The year 2021 was a testing year for all employees of the aviation sector, and particularly for flight attendants.
After the shock of 2020, we had to collectively adapt to the health restrictions and to an economic situation that was difficult for all airlines.
During that year, I was constantly proactive in protecting flight crew employment, maintaining your CRPNPAC [Civil Aviation Flight Crew Pension Fund] entitlements in spite of partial activity, and supporting the companies of the sector.
In this context, I mobilised the Board of Trustees of the CRPNPAC, our parent organisation, and the services of the CRPNPAC to propose adaptations and create the regulatory environment essential to implement these adaptations.
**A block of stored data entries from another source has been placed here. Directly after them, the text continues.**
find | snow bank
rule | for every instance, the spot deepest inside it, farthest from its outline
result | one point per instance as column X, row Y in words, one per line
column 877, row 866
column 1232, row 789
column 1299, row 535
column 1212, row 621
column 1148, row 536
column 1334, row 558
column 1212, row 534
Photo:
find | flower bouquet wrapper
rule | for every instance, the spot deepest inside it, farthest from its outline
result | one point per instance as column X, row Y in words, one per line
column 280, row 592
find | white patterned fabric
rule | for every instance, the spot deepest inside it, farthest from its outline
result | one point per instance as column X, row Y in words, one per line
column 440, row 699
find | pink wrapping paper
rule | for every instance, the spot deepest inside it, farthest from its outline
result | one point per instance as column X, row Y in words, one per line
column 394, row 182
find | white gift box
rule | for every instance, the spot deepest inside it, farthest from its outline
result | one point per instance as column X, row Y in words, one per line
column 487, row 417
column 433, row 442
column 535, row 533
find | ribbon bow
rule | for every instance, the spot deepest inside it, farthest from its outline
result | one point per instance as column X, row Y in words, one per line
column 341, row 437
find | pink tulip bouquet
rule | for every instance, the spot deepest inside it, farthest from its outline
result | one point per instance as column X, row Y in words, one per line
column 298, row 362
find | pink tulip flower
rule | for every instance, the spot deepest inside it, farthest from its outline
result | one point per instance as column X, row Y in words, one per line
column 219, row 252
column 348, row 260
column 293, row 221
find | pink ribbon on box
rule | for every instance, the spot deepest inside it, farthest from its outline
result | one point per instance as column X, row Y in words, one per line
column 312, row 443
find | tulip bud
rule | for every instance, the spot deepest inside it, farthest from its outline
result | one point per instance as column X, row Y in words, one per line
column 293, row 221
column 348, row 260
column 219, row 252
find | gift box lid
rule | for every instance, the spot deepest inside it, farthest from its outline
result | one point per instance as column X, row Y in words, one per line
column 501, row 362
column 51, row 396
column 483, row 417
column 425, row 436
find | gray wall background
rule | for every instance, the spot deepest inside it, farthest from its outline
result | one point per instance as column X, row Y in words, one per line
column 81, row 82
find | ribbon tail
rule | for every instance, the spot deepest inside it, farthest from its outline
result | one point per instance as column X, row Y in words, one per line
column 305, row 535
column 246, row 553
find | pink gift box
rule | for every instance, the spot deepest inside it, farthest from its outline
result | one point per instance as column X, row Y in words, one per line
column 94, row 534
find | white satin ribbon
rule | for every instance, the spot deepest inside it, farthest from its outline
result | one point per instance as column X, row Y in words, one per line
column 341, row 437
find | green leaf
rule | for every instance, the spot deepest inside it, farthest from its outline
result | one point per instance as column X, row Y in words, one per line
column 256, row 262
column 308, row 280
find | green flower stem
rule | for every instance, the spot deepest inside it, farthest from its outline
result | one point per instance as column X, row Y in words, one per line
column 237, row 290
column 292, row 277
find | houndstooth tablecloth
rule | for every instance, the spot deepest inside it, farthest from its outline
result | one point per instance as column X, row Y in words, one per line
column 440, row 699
The year 2021 enabled the publication of several Decrees on the initiative of the CRPNPAC. Without giving an exhaustive list, here are the most important:
- Reconstitution of CRPNPAC entitlements, both in validated time and in pension entitlement, for flight crew placed on partial activity, as if they had worked, and without billing contributions;
- Validation of the entitlements of flight attendants solely on declarations (payslips, DSN [Individual Social Declarations]) in case of collapse of the airlines, thus enabling better protection of the rights of flight attendants whose airline disappears;
- Postponement of payment of CRPNPAC employers’ contributions until 31 December 2023 in order to support airlines and facilitate job retention;
- The application of new conditions of liquidation as at 1st January 2022 to avoid some flight attendants from suffering, during this complicated period, from a swift tightening of the conditions of departure.
While the CRPNPAC had already been a driver in the creation of partial activity specific to Flight Crew in 2020, it continued its commitment among all flight attendants in 2021, without let-up and with a single goal: to protect, support and accompany flight attendants affiliated to the CRPNPAC.
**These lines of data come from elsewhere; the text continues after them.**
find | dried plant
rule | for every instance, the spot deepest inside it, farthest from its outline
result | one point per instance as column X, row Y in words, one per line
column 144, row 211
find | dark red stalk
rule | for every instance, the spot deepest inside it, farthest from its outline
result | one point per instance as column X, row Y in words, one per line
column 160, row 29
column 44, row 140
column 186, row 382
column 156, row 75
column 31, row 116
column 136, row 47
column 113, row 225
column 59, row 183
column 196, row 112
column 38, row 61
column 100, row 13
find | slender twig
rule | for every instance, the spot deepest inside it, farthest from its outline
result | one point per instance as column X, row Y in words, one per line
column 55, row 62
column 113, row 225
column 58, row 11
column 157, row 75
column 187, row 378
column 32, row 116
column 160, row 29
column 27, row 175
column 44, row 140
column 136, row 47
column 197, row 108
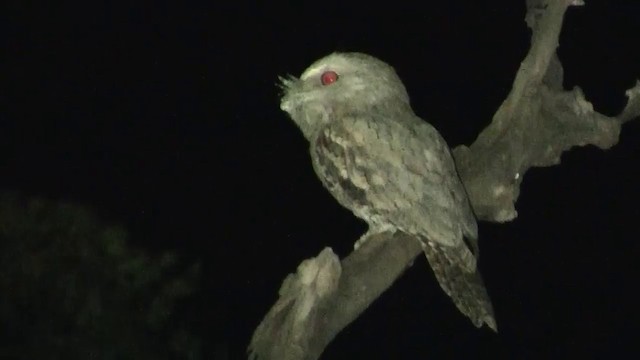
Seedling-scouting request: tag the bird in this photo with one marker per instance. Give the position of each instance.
(389, 167)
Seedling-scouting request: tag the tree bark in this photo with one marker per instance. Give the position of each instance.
(537, 122)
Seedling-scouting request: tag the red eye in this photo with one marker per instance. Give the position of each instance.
(328, 77)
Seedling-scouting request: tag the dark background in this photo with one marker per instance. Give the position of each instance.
(165, 117)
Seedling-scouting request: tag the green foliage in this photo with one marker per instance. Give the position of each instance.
(72, 288)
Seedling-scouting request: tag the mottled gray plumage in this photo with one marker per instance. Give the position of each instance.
(388, 166)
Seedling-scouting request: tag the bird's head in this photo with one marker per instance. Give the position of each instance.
(341, 84)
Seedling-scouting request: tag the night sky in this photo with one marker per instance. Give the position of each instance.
(164, 117)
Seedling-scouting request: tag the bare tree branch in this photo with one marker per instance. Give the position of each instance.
(537, 122)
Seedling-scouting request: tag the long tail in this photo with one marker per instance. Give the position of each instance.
(465, 288)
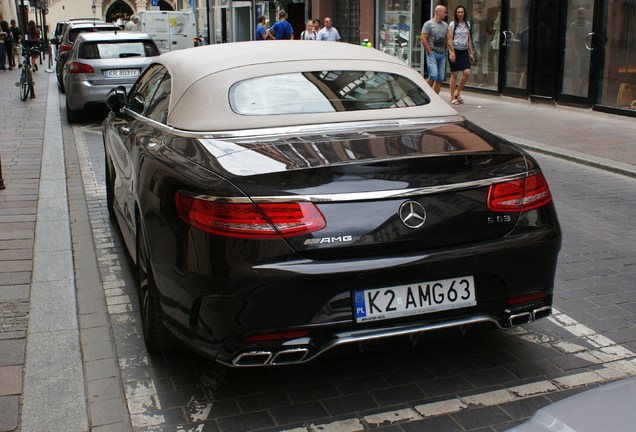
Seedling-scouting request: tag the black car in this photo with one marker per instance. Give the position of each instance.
(64, 43)
(281, 199)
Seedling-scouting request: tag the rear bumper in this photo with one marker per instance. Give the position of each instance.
(316, 297)
(82, 93)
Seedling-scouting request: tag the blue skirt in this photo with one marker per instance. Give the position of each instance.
(462, 61)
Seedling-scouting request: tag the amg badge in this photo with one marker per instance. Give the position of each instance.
(338, 239)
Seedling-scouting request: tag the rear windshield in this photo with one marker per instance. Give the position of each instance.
(73, 33)
(324, 91)
(117, 49)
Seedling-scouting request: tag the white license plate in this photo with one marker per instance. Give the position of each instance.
(419, 298)
(121, 73)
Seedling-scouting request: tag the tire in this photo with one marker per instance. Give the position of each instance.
(24, 84)
(72, 116)
(110, 192)
(156, 335)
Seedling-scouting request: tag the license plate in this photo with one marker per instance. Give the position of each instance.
(419, 298)
(121, 73)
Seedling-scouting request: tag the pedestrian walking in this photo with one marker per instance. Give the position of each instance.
(461, 53)
(133, 24)
(309, 33)
(33, 41)
(328, 32)
(282, 30)
(261, 31)
(434, 37)
(16, 50)
(5, 44)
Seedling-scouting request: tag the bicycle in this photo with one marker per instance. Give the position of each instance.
(26, 84)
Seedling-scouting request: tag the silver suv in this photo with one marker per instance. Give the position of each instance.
(65, 42)
(100, 61)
I am lastly pleased to announce that we have signed an agreement with French Polynesia and the State making the CRPN scheme mandatory in Polynesia for all flight attendants.
This agreement, planned by the legislator for over 10 years, was also the opportunity to adapt our rules to local specificities, with the aim of ensuring strictly equal treatment between all flight attendants based in France, regardless of whether they benefit from an autonomous and independent social legislation specific to the overseas territories.
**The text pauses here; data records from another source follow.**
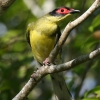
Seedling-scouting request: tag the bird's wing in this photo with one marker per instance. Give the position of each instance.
(58, 81)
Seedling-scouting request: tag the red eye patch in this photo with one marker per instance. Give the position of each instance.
(62, 11)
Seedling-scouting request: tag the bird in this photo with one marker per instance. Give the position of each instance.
(42, 35)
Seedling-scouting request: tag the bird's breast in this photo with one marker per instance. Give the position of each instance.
(41, 45)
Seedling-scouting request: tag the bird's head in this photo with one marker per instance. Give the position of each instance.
(61, 13)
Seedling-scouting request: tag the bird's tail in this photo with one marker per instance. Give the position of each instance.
(60, 87)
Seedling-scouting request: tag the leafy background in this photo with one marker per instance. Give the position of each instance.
(17, 62)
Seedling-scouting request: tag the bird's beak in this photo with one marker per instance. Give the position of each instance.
(74, 11)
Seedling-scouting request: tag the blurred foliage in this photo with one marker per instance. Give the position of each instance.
(16, 59)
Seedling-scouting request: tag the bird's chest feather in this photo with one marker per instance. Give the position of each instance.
(41, 45)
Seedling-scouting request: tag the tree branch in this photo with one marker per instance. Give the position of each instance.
(42, 71)
(69, 27)
(4, 5)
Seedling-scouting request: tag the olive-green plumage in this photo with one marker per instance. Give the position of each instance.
(42, 36)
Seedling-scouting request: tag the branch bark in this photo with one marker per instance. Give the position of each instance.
(4, 5)
(69, 27)
(41, 72)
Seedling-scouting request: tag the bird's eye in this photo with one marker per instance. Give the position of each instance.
(62, 10)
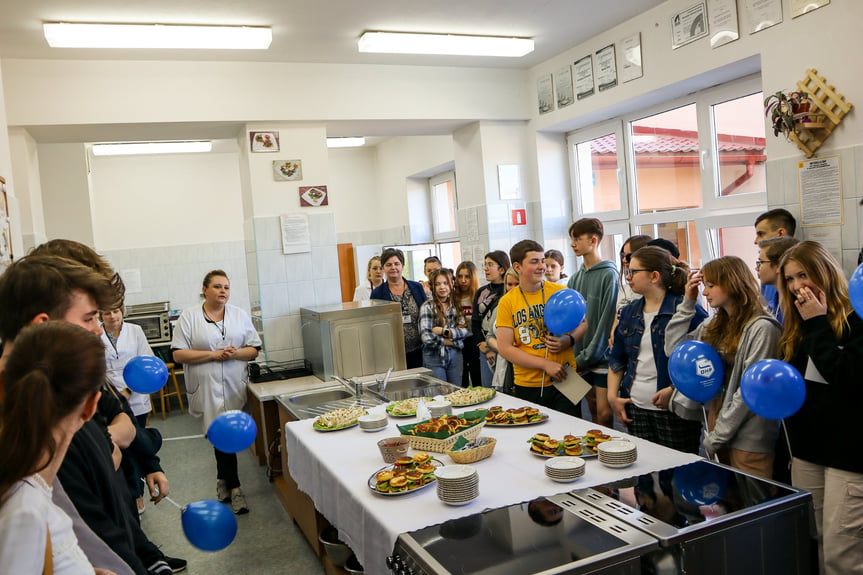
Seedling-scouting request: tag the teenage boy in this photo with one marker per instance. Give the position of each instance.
(39, 288)
(538, 358)
(597, 281)
(773, 224)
We can be proud of having aligned the CRPN rights of our Polynesian colleagues to those of the mainland.
In our wonderful country, the year 2022 will be marked by Presidential and legislative elections. Without possible doubt, flight attendants as a whole will have to face new pension reform plans.
As I did in 2019, I will fight to defend the existence and spirit of our pension body.
More than ever, the solidarity of all flight crew must be expressed to defend our common asset: the CRPNPAC and its complementary pension scheme specific to flight crew.
But I do not doubt that you will rise to the challenge of this major issue.
For 2022, on behalf of the Board of Trustees and the teams of the CRPNPAC, I express the wish that this pandemic will finally end, and that air transport will emerge from this trial stronger than it entered it, with new capacities for resilience and adaptation.
I wish you, your families, and all those dear to you, a 2022 full of good health, joy and success.